Customer Relationship Management 101

December 8, 2009 Leave a comment

CRM is the current enterprise best practice and a solution to long term business profitability.. as we witness the huge shift from a “product focused” or “company focused” business strategy
to a “customer focused” business strategy.

It all starts from selecting a customer to consistently creating a significant value for that customer and in turn broadening the scope of business offerings to the customer with a continuous effort in retaining the customer. Thus extending the customer relationship lifecycle and creating a customer lifetime value. Following narrates a framework which will help companies to understand the core B2B marketing strategy.

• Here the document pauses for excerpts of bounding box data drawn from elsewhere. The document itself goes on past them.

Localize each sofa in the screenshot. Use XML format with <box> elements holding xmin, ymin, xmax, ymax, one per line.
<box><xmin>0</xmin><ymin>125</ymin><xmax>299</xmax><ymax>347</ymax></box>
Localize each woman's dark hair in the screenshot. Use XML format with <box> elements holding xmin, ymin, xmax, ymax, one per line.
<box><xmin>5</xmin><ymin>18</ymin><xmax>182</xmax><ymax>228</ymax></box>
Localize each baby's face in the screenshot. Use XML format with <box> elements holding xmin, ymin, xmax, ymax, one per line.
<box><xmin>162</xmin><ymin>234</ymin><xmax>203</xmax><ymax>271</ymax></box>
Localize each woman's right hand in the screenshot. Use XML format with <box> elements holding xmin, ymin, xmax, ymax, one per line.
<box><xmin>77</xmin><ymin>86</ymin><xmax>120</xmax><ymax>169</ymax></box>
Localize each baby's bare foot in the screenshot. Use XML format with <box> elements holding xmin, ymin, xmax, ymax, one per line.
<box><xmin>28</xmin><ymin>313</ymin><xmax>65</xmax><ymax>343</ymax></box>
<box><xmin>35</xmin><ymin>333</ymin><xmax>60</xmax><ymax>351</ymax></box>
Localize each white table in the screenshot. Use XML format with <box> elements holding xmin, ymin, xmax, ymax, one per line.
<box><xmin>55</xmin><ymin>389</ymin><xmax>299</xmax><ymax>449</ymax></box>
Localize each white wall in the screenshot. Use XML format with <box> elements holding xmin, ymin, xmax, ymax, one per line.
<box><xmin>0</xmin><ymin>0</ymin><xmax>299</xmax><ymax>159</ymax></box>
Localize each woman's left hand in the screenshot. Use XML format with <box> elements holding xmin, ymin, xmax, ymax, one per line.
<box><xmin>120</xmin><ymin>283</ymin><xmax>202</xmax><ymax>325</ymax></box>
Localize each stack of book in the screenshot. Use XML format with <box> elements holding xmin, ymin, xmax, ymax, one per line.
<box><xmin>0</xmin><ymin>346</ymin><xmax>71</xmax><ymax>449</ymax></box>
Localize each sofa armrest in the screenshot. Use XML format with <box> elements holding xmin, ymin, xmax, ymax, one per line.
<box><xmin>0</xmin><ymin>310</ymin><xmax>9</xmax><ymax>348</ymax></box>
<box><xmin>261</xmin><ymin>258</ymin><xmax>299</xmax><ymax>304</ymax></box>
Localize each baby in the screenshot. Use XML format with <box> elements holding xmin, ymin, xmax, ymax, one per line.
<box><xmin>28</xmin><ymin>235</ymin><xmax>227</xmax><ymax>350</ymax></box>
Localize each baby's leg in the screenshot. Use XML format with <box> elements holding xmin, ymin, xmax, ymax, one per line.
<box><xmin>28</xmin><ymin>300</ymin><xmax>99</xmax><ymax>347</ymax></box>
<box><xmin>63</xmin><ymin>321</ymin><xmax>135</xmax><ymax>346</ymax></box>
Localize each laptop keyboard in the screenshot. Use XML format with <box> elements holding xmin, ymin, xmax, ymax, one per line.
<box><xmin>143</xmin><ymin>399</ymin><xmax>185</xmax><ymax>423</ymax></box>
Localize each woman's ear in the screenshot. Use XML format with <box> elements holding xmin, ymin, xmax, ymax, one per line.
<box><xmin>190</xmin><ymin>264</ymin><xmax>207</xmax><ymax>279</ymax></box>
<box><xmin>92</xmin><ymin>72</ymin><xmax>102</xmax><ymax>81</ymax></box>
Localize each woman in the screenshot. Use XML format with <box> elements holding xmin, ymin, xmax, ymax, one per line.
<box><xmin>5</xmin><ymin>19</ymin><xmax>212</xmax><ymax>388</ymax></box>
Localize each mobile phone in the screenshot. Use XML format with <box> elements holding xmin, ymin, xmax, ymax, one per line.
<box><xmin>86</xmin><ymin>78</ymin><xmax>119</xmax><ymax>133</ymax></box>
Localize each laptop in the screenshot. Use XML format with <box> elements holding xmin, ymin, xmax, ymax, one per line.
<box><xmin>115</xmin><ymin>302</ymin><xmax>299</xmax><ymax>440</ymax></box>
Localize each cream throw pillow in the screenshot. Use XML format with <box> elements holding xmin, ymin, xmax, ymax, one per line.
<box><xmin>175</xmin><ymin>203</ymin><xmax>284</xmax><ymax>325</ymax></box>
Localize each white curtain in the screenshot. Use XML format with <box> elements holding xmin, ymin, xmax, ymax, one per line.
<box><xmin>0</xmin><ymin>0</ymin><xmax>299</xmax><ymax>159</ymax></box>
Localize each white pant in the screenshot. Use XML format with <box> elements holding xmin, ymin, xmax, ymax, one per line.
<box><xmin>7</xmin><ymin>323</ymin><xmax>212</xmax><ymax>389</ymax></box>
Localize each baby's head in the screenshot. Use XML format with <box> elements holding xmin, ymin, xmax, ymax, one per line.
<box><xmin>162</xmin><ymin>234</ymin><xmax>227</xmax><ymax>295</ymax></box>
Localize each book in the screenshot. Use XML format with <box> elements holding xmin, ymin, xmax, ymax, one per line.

The framework for CRM starts from:

  • The customer selection criteria should be well specified and evaluation needs to be  done on basis of thorough analysis of adequate quality data and should orient with the firm’s core competencies, vision and  long term strategy
  • Firms need to expand the scope of their business by inclusion of different types of customers and manage this portfolio of customer relationships differently
  • Also, at every stage in a customer relationship lifecycle, the firm should have a clear vision in monitoring the different customer roles played and level of investments and costs incurred on them. This solves the cost vs. price paradox
  • Also, with a higher customer lifetime value(CLV) a firm sees values in a sustained relationship in form of ability to learn in form of product improvements or to serve other customers better or enhancements in logistics, sales & marketing operations. As the renowned writer, successful consultant and strategist Peter Drucker said: any enterprise has two basic functions: marketing and innovation
  • The key is to understand, create and periodically monitor changes in optimal customer value stack in alignment with the Decision Making Unit with the buying firm. This enables the firm in sustaining a healthy relationship and ability to strategically create a customer lock-in

Thus, a strong dynamic framework should be followed in selecting, developing and maintaining successful portfolio of customer relationships. Proper adoption of such framework in different customer lifetime situations will definitely help firms create a higher CLV, lower churn rate, lower costs and maximum profit margins$$$.